Hay rastros de acento francés en sus palabras; se parece mucho a la manera de hablar de Mamie. Sigue aferrándose a mis brazos, como si temiera caer si me suelta. Las lágrimas le ruedan por las mejillas y yo también tengo húmedo el rostro.

Asiento con la cabeza.

—Ha tenido un derrame cerebral y está en coma, pero está viva.

Da un respingo, pestañea unas cuantas veces y me dice:

—Tienes que llevarme a verla, Hope. Llévame a ver a mi Rose.

Capítulo 27

J
acob no quiere que pasemos por su apartamento para preparar un bolso, sino que insiste en que vayamos al cabo Cod lo antes posible, sin perder ni un minuto más.

—Tengo que verla —dice y nos mira con apremio a Gavin y a mí—. Tengo que verla lo antes posible.

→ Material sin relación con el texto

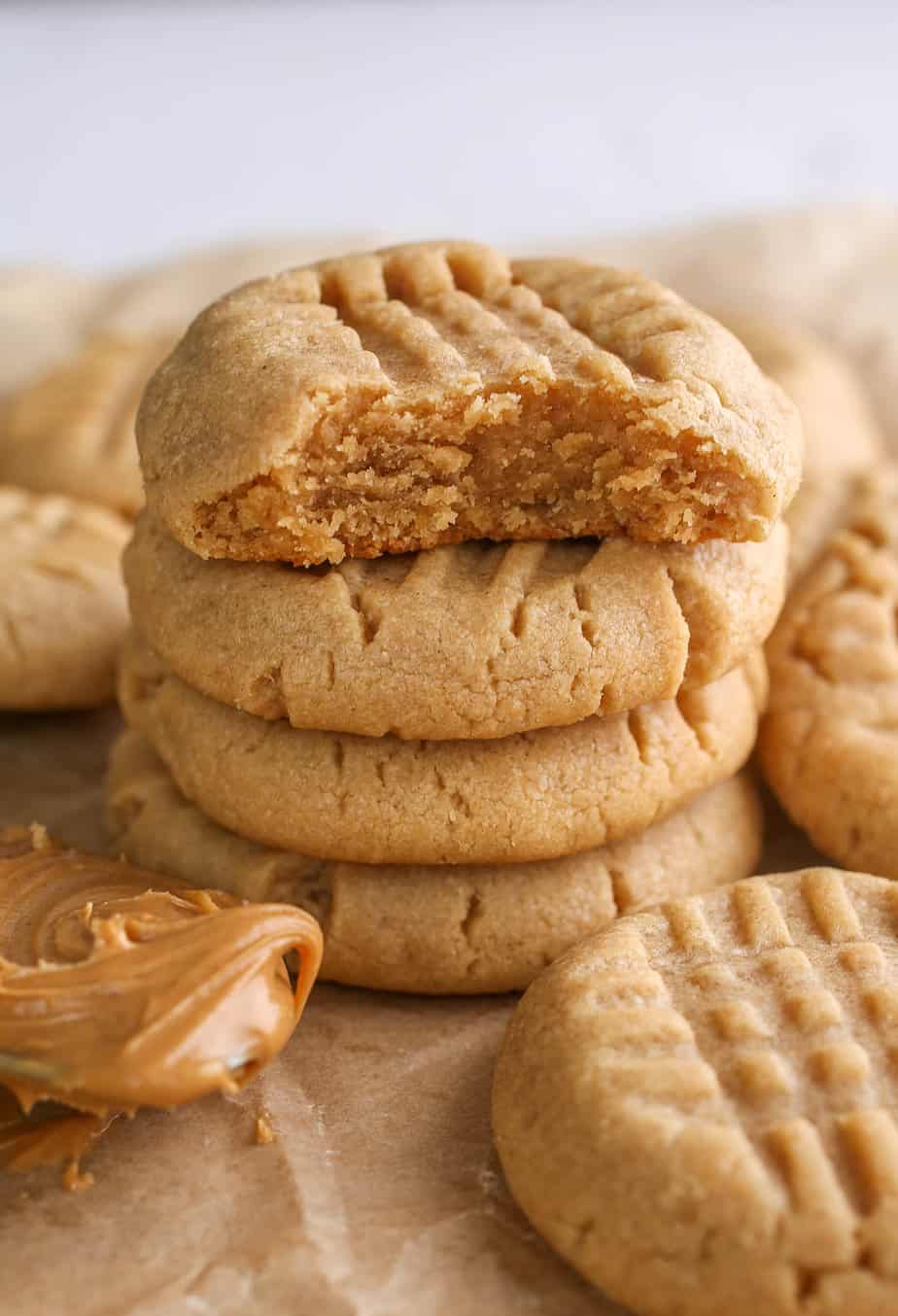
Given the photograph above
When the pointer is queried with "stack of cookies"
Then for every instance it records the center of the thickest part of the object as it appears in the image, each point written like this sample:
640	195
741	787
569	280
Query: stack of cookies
448	606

Me quedo con él mientras Gavin va corriendo a buscar el Jeep, porque, con la cadera reconstruida, Jacob no puede caminar muy deprisa. Mientras aguardamos en el extremo septentrional de Battery Park, junto a la calle, Jacob me mira fijamente, como si hubiese visto un fantasma. ¡Tengo tantas cosas que preguntarle! Pero prefiero esperar a Gavin, para que él también escuche las respuestas.

—Eres mi nieta —dice Jacob en voz baja, mientras esperamos—, ¿verdad?

Asiento lentamente.

—Creo que sí.

Todo me resulta tan extraño. No puedo por menos de pensar en la persona a la que toda la vida llamé «abuelo». Todo es tan injusto para él. Aunque, sin duda, él lo sabía perfectamente: seguro que era muy consciente cuando tomó la decisión de aceptar a mi madre como hija suya, aunque no lo fuese.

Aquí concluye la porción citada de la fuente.